No, I’m kidding. No injuries to report, but exciting I must say. When the skies cleared and the sun finally showed its sweet, sweat-inducing face this past weekend, I figured it was time to get out and give the towering shrubbery a buzz. My yard was becoming so overgrown and shaded that it blotted out the sun like a cave. The mosquitoes were beginning to swarm, and it’s never a good sign when they start opening timeshare units and setting up Tikki bars.

So I went to work. It always begins as small plans. A trim — a few branches here, a couple over there, attacking a few vines for fun, and all topped off with some stunt work. You know, balancing the saw on your nose or juggling.

Some people have never heard of a pole saw before, and I feel bad for them. Everyone should have a pole saw. It’s one of the world’s five greatest inventions — up there with the bottle top opener, duct tape, low-dose animal tranquilizers designed for children and the crockpot. (Can someone explain to me the inner workings of the crockpot? Is it alien technology?)

A pole saw is essentially nothing more than a small, electric chain saw perched on the end of an extendable stick. That way you can reach way up into the trees, and ensure that you get really high, really big branches that gravity will propel down toward you at blinding speed. (Why is it you never really take gravity into account until a two-story tall branch is hurtling your way at light speed?)

I climb up there on wobbly ladders propped precariously against wobbling trunks and reach out as far as I can with that death stick, never quite sure which way my prey will fall. More often than not it heads toward me, and I’ll kick the ladder out from under me, drop the screaming pole saw and find myself clutching the trunk like a spider monkey.

The expression “life over limb” takes on all new meaning when you’re high among the branches using a pole saw.

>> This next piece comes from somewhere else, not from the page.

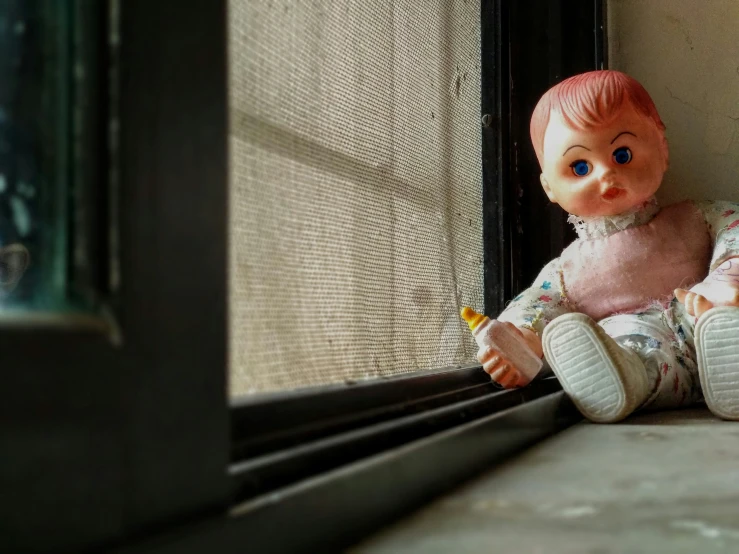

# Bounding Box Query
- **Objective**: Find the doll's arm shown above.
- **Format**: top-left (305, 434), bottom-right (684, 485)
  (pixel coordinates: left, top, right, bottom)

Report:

The world looks so small when you’re on the ground, but so big, intimidating and dangerous when you’re above it. Why in the world would birds ever want to be up there? Although, they never are with pole saws.

But I love when big branches come down and my daughter runs out onto the porch to yell, “Dad, what are you doing?!?”

“Silly, what do you think I’m doing? I’m cutting down trees and trying to horribly maim myself. Silly!”

She takes a moment to think about this — thoroughly confused — and then gives out a gen-u-ine “Wow!” when she sees the mess I’ve made. It gives me a great feeling of pride to so totally impress a 3-year-old.

“Be careful, dad,” she yells before my wife scoops her up and carries her off to some undisclosed bomb shelter where she figures they’ll be safe until my madness has worn off.

But there’s such a feeling of accomplishment when you gaze upon a pile of branches that tickles the heavens and is taller than your house. And nothing quite beats being able to glimpse the sun again. “It still seems light outside,” my wife remarked one late evening while closing the curtains and looking up into the sky — no thick cover of trees blocking her view.

“Yep, I’m pretty proud,” I say, massaging the scratches on my arms that look I’ve been wrestling wild pumas after rolling in ground beef.

My adrenaline craving is quenched at least until next spring. Then I’ll get the pole saw out again and go on another of my death-defying thrill rides.